Weteritz l Beeindruckend ist er schon, der historische Baumbestand im Weteritzer Park, der im Jahre 1880 angelegt wurde. Und wertvoll, wie Daniel Langer vom städtischen Bauamt betont, vor allem der regionale Baumbestand des Parkes mit seinen meterhohen Eichen, Kastanien, Fichten, Buchen und Tannen. Das gesamte Ensemble stehe nicht umsonst unter Denkmal- und Landschaftsschutz. Aber der schöne Schein trügt. Die Witterung der vergangenen Jahre mit Wasser im Überfluss vor zwei Jahren, der Dürre im vorigen Jahr und der starken Stürme haben Spuren hinterlassen. Dicke, trockene Äste drohen herunterzufallen, ja sogar ganze Bäume sind einsturzgefährdet. Der Park ist aus Sicherheitsgründen gesperrt. Ein Betreten des Parkes ist untersagt. Es besteht Lebensgefahr.

Festgestellt wurden die Schäden bei einer routinemäßigen Kontrolle, erläuterte auf Volksstimme-Anfrage Daniel Langer, der im Bauamt unter anderem für den Park zuständig ist. Unterdessen haben Experten den Baumbestand untersucht. Zum Einsatz kam spezielle Technik. Die Begutachtung fand auf einer Art Schallbasis statt.

An keine Frist gebunden

Etwa sechs bis sieben Bäume müssen gefällt werden. Wann das passiert, sei derzeit noch offen. Momentan werden die Ergebnisse zu Papier gebracht. Das Konzept wird dem Denkmalschutz übergeben, der dann die Entscheidung zur weiteren Vorgehensweise treffen wird. Eigentlich dürften Fällarbeiten nur bis zum 28. Februar ausgeführt werden. „In diesem Fall sind wir aber nicht an diese Frist gebunden, da es sich hier um Verkehrssicherungsmaßnahmen handelt“, betonte Langer.

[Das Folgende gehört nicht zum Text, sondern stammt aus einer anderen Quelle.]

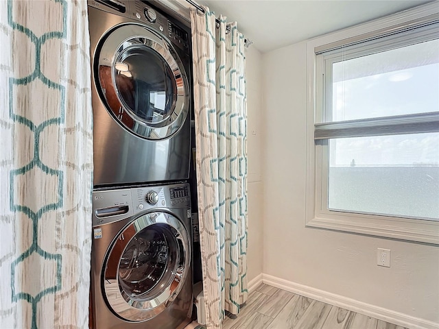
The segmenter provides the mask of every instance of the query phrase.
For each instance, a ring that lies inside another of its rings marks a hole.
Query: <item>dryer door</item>
[[[122,127],[150,140],[179,130],[189,89],[181,60],[165,38],[143,25],[118,25],[100,40],[93,63],[101,100]]]
[[[180,293],[189,271],[187,231],[165,212],[137,218],[116,237],[104,262],[105,298],[117,316],[132,321],[160,314]]]

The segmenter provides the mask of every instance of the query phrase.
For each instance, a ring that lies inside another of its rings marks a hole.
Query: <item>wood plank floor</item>
[[[223,329],[406,329],[262,284]]]

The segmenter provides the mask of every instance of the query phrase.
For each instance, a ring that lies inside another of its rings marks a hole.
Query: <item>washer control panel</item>
[[[179,204],[185,206],[189,204],[191,202],[189,185],[169,188],[169,199],[171,199],[171,206],[173,206]]]
[[[181,183],[93,191],[93,226],[99,226],[139,212],[164,208],[187,208],[190,212],[189,184]]]

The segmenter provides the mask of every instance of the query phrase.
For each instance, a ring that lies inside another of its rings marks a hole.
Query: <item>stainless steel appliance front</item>
[[[193,301],[189,184],[93,198],[93,328],[184,328]]]
[[[139,1],[90,1],[94,179],[187,180],[190,30]]]

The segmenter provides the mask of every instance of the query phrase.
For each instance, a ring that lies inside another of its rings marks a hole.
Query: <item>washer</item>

Unter den geschädigten Bäumen ist auch die markante meterhohe, etwa 200 Jahre alte Buche im Weteritzer Park. Dieser Baum mit seinen gewaltigen zwei Stammanlagen sei im Wurzelbereich vom Brandkrustenpilz befallen. Der gilt als gefährlicher Schadpilz und verursacht Moderfäule im Wurzelbereich. Das wiederum hat zur Folge, dass die Stand- und Bruchsicherheit von befallenen Bäumen gefährdet ist. Und wenn dieser Baum umstürze, so Langer, sollte niemand in der Nähe sein. „Wir reden hier von etwa 100 Raummeter oder 70 bis 80 Tonnen Holz“, machte Langer deutlich. Experten hätten sich für eine Fällung des Baumes ausgesprochen.

85 Bäume nummeriert

„Wir achten auch auf geschützte Vogelarten“, so Langer. In einem Baum sei beispielsweise ein Loch gewesen. Dort habe eine Eule ihr Domizil. „Diese Bäume fassen wir nicht an“, versicherte Langer.

Der gesperrte Park war auch Thema im Bauausschuss am Montagabend. Die Weteritzer seien beunruhigt, wie es im Park nun weiter gehen soll, wann die Anlage wieder für Besucher geöffnet werden kann. Immerhin seien 85 Bäume mit Nummern markiert worden, gab Stadtrat Dirk Kuke (Freie Liste/Feuerwehr) an.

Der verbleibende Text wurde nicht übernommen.